Japanese diaper companies crack down on Chinese fakes

Japanese manufacturers of disposable diapers face a seemingly endless war against counterfeit baby nappies being sold in China, where trust for domestic baby products have faltered over safety concerns.

Daio Paper Corp, one of the leading diaper manufacturers in Japan, launched a crackdown on fake copies of its “Goo.n” disposable diapers in September after receiving complaints from consumers. Chinese authorities confiscated imitations of the Japan-made diapers and fined the illegal operators selling the pirated products.

But the diaper war doesn’t end there as demand continues to surge in China.

Fake diapers are almost indistinguishable from the real ones, down to the packaging and how the diapers look, officials at Daio said.

“They are elaborately made that at first viewers would never notice they are fake,” said Yasuro Tomatsuri, chief of Daio’s intellectual property section.

They are also being sold in China for twice their market prices at home. Fake Daio products fetch 155 to 185 yuan, nearly double their price in Japan.

Other Japanese diaper makers, such as Kao Corp and Unicharm Corp, have also fallen victim to counterfeit Chinese diapers.

Kao’s “Merries” diapers were reportedly shipped to China through unauthorized channels, The Asahi Shimbun reports.

“We will not only investigate the fact of unauthorized shipments, but will also take strict measures if we find any imitation products in China,” a Kao official said.

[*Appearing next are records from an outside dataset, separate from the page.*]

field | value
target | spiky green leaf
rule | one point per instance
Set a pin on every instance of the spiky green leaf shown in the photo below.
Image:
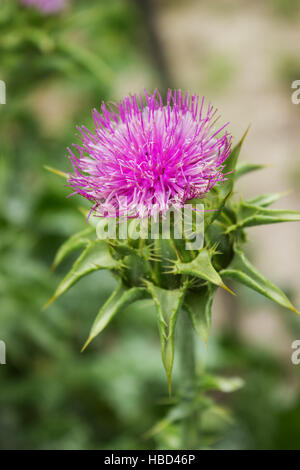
(249, 215)
(96, 256)
(198, 304)
(230, 167)
(167, 304)
(241, 270)
(265, 200)
(201, 267)
(119, 300)
(79, 240)
(245, 168)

Leading Japanese maker Unicharm, known for its “Moony” diapers, said it has anti-piracy task forces in Japan and China but imitation products are still found in the market.

“New ones keep popping up, no matter how many we may dig out,” a Unicharm representative said. “There is no end to this game.”

China is a rapidly growing market for diapers, which are considered a luxury. The Japan External Trade Organization has estimated the market size at 10.2 billion yuan (170 billion yen or $1.7 billion) in 2013, triple the size from five years ago.